Written Answers. - Air Pollution.

Derek McDowell

Ceist:

34 Mr. McDowell asked the Minister for the Environment and Local Government if his attention has been drawn to the recent air quality report of the Environmental Protection Agency which suggested that traffic levels in Dublin and Cork were causing serious air pollution; the steps, if any, he will take to deal with this problem; and if he will make a statement on the matter. [10051/00]

The Air Quality Monitoring Annual Report 1998, recently published by the Environmental Protection Agency, confirms generally low concentrations of smoke, sulphur dioxide, ozone and lead in monitored urban areas including Dublin and Cork. Carbon monoxide levels in Dublin and Cork were also well within WHO guidelines in the absence of any specific EU or national standards. However, the report confirmed that high concentrations of particulate matter in Dublin and nitrogen oxides in Dublin and Cork are closely associated with heavy traffic.

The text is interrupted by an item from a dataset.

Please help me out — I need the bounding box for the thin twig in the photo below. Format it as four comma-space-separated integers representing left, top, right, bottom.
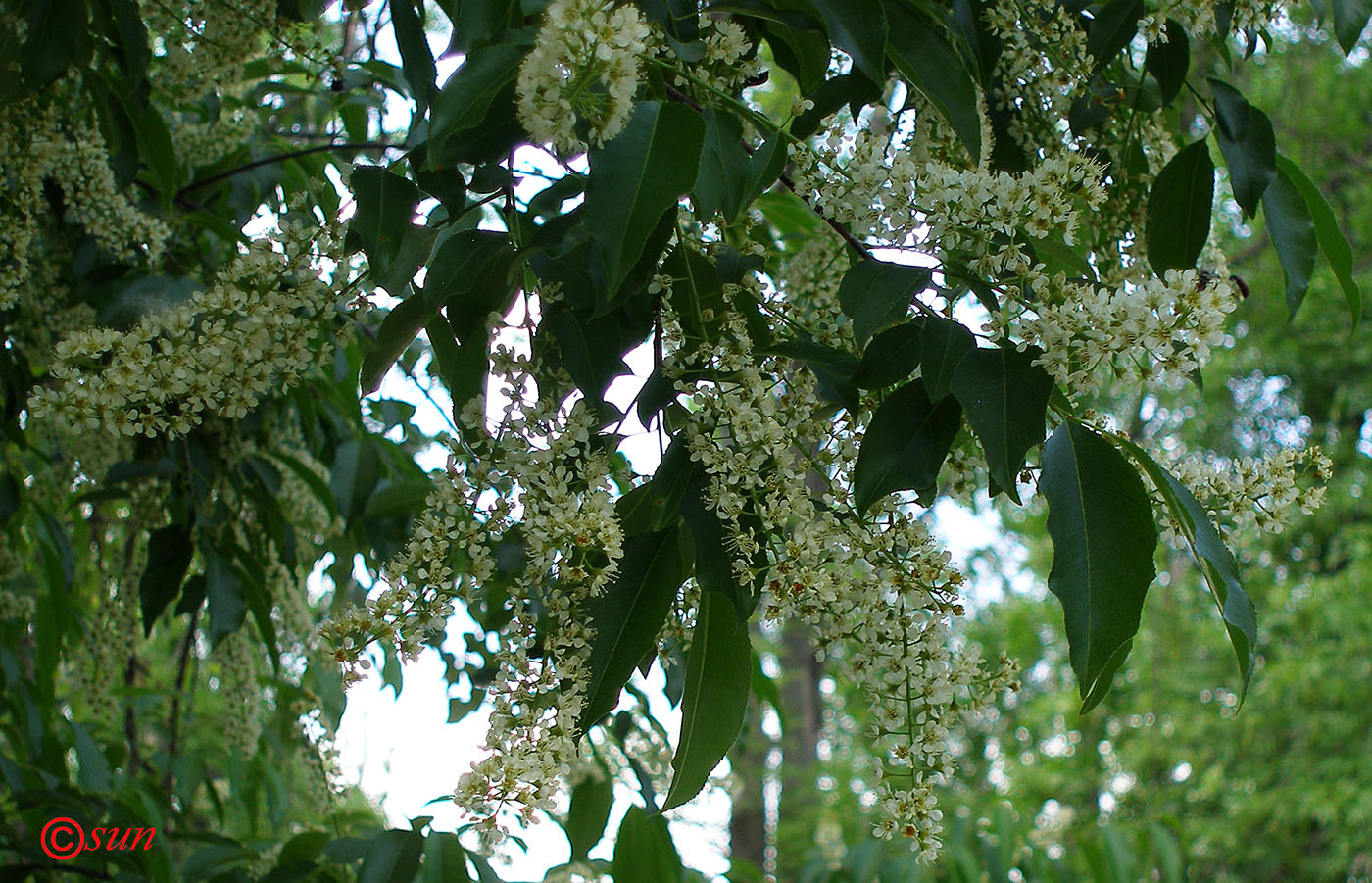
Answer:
177, 141, 397, 197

While the relevant national and EU air quality standards are being met in both cities, it is recognised that the new EU limit values for particulate matter and nitrogen oxides will be challenging in urban areas with heavy traffic.

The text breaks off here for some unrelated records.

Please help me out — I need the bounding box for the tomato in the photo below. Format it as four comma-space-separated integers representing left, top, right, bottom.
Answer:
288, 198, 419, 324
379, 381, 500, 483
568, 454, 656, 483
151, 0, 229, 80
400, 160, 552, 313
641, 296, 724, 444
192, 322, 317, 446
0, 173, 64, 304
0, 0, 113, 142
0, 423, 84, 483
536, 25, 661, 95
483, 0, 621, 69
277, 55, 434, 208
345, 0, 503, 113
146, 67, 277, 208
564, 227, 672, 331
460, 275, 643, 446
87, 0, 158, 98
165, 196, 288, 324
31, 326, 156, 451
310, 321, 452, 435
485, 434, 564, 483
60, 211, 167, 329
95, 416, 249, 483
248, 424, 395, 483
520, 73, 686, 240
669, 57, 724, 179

A number of policies and measures which will facilitate meeting the new air quality standards to apply from 2005 and 2010 are already being implemented, and were outlined in the replies to Questions Nos. 592 of 26 January and 229 of 22 February 2000. Ongoing implementation at national level of the EU auto oil programme will continue to be supplemented as necessary by targeted local measures identified by Government and relevant authorities in the areas of traffic management, sustainable public transport and air quality management planning.

Any further measures that may be required to comply with the new EU air quality standards will be guided by the results of the EPA's preliminary assessment of national air quality currently being undertaken.